Clear standards ensure agents can function at their best, students are placed where they are most likely to have success, persistence levels increase and retention rates rise. Here are three things U.S. institutions should know that can help ensure that the ecosystem thrives.

1. A lot of the groundwork has already been laid for solid agent relationships and processes.

While the use of agents in the U.S. is not as mature as Australia, the United Kingdom or Canada, evolving regulations and dedicated standards have put substance around many of the things that previously turned institutions off from these relationships in the past.

There are clear rules, for instance, around the legality of commission structures, as well as organizations such as Washington, D.C.-based AIRC, a non-profit advocacy and standards body, that has developed extensive, comprehensive processes for institutions to work with vetted recruitment agencies. Their multi-step agent certification process includes undergoing background checks, site visits and regular accountability audits to achieve and maintain certification.

Standards and clear processes work to keep the interest of the student top of mind – and guard against practices such as students applying to a higher cost school and transferring to a lower cost one upon getting a visa.

“The ultimate thing we're doing in any kind of quality scheme is to protect the interests of the students and the enrolling institution,” said AIRC’s Jennifer Wright, who is the Director of Operations and Certification. “We want to make sure that the process of assisting a student to fulfill their dreams is done in such a way that's ethical.”

2. The U.K.’s AFQ offers clues to how regulations may unfold globally and in the U.S.

It is likely that some version of the Agent Quality Framework (AFQ)– a set of standards for ensuring high-quality agent and institution relationships – currently being rolled out in the U.K. will eventually come to the U.S. Institutions can look to those recommendations to ensure the best possible agent, institution and student experiences. It includes recommendations, for instance, to enhance and ease agent training, ensure systems are in place to track and pay commissions, and automate outreach to agents on overdue tuition payments and more.

“Read that document, and look at how you can embed that within your own institutions,” said Tom Wilmot, Director, who has spent more than a decade in the agent space and is now part of the Global Expansion team at Flywire.

The level of regulation in Australia, where quality assurance processes are legally required to enroll international students, may be more difficult to achieve in a market like the U.S., where there are far more institutions. But still, institutions can take lessons from Australia, such as institutional data sharing practices to help ensure high-quality information on education agents, according to Tim O’Brien, Senior Vice President at INTO, a global education services organization.

3. Agents are already assisting students in the U.S, so getting systems in place now to better manage them is critical.

Institutions may claim that compliance is being upheld and agents don’t submit applications themselves using student log-ins, but they often do.

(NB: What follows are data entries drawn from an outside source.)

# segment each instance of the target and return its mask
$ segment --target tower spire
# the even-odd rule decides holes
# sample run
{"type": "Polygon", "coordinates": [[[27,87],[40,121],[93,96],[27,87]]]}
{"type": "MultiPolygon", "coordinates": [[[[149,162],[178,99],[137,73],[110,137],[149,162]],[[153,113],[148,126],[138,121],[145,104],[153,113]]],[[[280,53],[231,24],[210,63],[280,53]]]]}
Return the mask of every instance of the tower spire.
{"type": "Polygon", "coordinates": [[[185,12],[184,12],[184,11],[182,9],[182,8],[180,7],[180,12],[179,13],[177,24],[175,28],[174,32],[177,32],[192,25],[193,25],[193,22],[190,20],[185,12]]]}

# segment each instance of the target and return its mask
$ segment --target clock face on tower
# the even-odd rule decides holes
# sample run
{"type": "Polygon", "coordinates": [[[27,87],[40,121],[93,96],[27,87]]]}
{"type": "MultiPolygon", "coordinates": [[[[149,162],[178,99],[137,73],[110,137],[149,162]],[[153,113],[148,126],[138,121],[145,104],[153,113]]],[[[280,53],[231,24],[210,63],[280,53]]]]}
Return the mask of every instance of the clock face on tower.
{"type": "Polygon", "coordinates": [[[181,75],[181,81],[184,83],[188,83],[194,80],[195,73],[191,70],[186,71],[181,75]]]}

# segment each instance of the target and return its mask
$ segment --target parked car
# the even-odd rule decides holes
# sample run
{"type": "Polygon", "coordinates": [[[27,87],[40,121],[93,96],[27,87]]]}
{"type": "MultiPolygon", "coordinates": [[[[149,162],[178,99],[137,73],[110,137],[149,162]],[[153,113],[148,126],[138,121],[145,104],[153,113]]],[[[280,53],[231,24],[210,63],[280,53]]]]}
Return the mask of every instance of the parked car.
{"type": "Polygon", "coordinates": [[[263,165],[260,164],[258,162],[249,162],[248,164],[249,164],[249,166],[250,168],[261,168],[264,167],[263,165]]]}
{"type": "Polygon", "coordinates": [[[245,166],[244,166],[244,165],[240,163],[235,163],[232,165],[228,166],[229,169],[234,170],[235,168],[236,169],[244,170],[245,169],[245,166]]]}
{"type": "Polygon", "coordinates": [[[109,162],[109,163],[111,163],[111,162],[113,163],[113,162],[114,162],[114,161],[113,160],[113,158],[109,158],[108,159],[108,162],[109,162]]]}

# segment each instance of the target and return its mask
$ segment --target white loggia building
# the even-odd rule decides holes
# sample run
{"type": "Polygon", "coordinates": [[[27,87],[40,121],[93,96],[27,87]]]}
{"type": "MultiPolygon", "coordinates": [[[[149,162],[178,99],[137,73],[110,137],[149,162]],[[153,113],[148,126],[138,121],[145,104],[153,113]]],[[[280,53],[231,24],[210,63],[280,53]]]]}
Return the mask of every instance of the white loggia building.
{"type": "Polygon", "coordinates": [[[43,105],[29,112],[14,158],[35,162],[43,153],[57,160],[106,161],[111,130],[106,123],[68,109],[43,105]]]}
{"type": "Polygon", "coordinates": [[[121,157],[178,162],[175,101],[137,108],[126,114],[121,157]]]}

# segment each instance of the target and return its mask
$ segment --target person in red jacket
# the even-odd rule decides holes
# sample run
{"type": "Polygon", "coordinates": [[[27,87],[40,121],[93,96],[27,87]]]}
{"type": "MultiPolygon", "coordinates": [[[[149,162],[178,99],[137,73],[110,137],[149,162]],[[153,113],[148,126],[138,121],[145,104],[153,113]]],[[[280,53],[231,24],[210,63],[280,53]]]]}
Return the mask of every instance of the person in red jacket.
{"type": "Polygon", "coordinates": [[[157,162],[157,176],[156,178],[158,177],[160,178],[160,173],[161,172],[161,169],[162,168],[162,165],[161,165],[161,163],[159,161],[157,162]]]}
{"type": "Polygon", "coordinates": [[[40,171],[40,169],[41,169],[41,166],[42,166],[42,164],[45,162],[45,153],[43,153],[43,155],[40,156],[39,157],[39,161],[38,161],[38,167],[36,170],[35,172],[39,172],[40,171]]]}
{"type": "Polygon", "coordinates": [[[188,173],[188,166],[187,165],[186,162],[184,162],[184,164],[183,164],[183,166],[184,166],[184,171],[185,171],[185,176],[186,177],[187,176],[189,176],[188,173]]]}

“We can either be naive and think they're not, or we can accept that's happening and make sure that institutions have systems in place to capture that data on the front end,” Wilmot said. “That opens up so many other things, with real-time data showing how many applications have come in. This helps commission forecasting, because we know which agents are attached to what.”

To that end, “The biggest single thing you can do is make sure the data you have coming in is as good as it can be,” Wilmot said.

In fact, agents rank access to systems that make it easier for them to do their job as more important than even their commission rates, Wilmot continued, because reliable processes help them strengthen relationships with students, build their reputations and grow their business.

“In 2025 we shouldn’t be managing agents on spreadsheets. We have to be looking at that now, particularly at a time when regulation is coming. Let’s get ahead of it with automation,” Wilmot said.